I also like your point that concurrency discussions often get reduced to a single metric. The raw thread count is easy to focus on, but thread state and workload characteristics usually tell a much more useful story.

A CPU-bound comparison is definitely on my list. My expectation is that the gap becomes much smaller there, which would reinforce the idea that virtual threads make waiting cheap, not computation cheap. That's where the distinction between concurrency and parallelism becomes really interesting in practice.

Adrian Ng • Jun 5

What stood out to me is how this highlights the gap between theory and reality. We often hear "threads are expensive" and stop there, but seeing 10,000 threads barely make a modern laptop sweat puts that advice into context. The most interesting part wasn't the number itself, it was the reminder to test assumptions instead of repeating them. Nice experiment and a fun read.

S M Tahosin • Jun 5

I couldn't agree more. The phrase "threads are expensive" isn't wrong, but it's often repeated without enough context.

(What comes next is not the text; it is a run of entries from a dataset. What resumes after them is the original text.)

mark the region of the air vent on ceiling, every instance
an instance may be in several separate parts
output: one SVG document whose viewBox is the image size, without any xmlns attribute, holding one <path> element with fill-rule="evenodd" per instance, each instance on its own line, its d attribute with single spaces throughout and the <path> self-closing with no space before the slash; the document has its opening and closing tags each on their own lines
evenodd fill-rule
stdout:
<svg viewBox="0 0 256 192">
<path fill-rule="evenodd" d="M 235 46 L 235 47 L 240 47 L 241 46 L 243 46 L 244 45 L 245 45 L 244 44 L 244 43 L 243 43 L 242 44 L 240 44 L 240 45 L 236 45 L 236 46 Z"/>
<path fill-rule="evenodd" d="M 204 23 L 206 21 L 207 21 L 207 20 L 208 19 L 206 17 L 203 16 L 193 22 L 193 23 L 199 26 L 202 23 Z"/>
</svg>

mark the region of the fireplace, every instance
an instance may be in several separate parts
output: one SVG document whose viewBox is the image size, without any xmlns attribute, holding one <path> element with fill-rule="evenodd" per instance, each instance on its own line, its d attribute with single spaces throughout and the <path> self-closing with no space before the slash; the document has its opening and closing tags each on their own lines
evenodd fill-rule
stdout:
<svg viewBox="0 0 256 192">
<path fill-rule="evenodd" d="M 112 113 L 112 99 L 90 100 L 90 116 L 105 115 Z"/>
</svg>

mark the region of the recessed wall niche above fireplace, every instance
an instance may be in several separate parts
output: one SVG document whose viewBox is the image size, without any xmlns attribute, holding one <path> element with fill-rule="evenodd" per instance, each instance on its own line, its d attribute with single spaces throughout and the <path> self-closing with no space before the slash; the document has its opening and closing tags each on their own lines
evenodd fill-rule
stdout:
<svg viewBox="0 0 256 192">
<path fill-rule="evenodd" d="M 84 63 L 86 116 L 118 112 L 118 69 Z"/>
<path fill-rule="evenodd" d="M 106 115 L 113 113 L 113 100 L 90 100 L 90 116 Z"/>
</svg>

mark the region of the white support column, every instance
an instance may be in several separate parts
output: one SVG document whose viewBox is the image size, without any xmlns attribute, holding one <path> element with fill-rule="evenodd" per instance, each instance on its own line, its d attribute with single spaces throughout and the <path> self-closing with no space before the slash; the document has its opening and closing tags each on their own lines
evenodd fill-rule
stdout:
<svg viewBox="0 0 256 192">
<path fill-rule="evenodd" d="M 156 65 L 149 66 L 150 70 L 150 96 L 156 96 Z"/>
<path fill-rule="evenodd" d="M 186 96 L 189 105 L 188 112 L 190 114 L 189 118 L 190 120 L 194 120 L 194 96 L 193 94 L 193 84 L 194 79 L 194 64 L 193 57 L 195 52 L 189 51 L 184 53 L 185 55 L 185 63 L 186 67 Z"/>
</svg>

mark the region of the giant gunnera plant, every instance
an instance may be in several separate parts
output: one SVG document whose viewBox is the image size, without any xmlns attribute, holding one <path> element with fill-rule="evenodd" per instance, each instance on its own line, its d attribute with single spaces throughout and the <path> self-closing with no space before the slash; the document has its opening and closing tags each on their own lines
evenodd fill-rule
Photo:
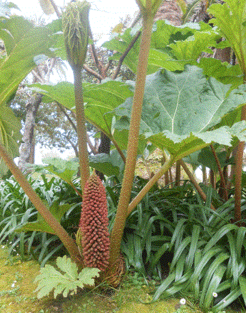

What surprised me most was how different the actual result was from the picture I had in my head before running the test. That's exactly why I love small experiments like this. They have a way of exposing assumptions we didn't even realize we were carrying around.

Daniel Markus • Jun 5

This was a fun reminder that many of us still think about Java threads using rules from a different era. The most interesting part wasn't that 10,000 threads could be created, but how little impact it had when those threads weren't actively doing work.

It also highlights an important distinction between thread count and actual concurrency pressure. Numbers alone can be misleading. Thanks for sharing a simple experiment that challenges assumptions instead of repeating them.

S M Tahosin • Jun 5

Exactly. I think that's the key distinction people often miss. A large thread count sounds scary until you look at what those threads are actually doing.

The experiment was less about proving that 10,000 is a magic number and more about questioning an assumption I've seen repeated for years. Sometimes the mental model becomes outdated long before we realize it.

Hani Lieu • Jun 9

Really cool experiment. It's amazing how something that used to feel impossible is now running comfortably on a regular laptop thanks to virtual threads.

S M Tahosin • Jun 9

That's what surprised me too. A few years ago, "10,000 threads on a laptop" would have sounded like a terrible idea. Virtual threads really change what feels practical for highly concurrent workloads.